The Late Jurassic theropod dinosaur record in other parts of Europe is mostly similarly patchy, but also confirms the presence of several theropod lineages in Europe during the Late Jurassic. From the United Kingdom, diagnostic material is known from several formations and several stages of the Late Jurassic. For instance, the tyrannosauroid Juratyrant langhami is known from the Tithonian Kimmeridge Clay (Benson, 2008; Brusatte & Benson, 2013), whereas the allosauroid Metriacanthosaurus parkeri and the megalosauroid Eustreptospondylus oxoniensis are known from the older, Callovian–Oxfordian, Oxford Clay (Sadleir, Barrett & Powell, 2008; Carrano, Benson & Sampson, 2012).

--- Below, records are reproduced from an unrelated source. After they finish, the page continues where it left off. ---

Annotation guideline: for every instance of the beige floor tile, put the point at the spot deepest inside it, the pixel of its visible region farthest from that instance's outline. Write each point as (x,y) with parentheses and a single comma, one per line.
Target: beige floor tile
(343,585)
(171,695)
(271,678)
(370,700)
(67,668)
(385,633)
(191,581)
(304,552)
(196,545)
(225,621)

Some of the best and most complete theropod material in Europe comes from Late Kimmeridgian–Tithonian formations in the Lusitanian Basin of Portugal, including the Lourinhã and Alcobaça formations. The Portuguese theropod fauna includes the allosauroid Allosaurus europaeus (Mateus, Walen & Telles Antunes, 2006), the ceratosaur Ceratosaurus sp. (Mateus & Antunes, 2000), the megalosauroid Torvosaurus gurneyi (Hendrickx & Mateus, 2014; Malafaia et al., 2017), the allosauroid Lourinhanosaurus antuneso (Mateus, 1998; Benson, 2010), the tyrannosauroid Aviatyrannis jurassica (Rauhut, 2003b). The faunal composition of the Portuguese record has been interpreted to be very similar to the much better documented equivalent North American fauna from the Morrison Formation (Mateus, 2006; Mateus & Antunes, 2000; Pol & Rauhut, 2012; Hendrickx & Mateus, 2014).

Conclusions

We present new occurrences of theropod dinosaurs from the Late Jurassic Langenberg Quarry of Northern Germany. The incomplete material can be assigned to certosaurian, megalosauroid, and allosauroid theropods. These identifications agree with previous reports of the presence of these theropod groups in the Late Jurassic of Northern Germany based on teeth. Although the Langenberg theropod fauna is not as rich as some other European localities, such as the Lourinhã Formation of Portugal, our findings confirm a varied dinosaur fauna in central Europe and add to our incomplete understanding of theropod diversity and evolution during the Late Jurassic of Europe.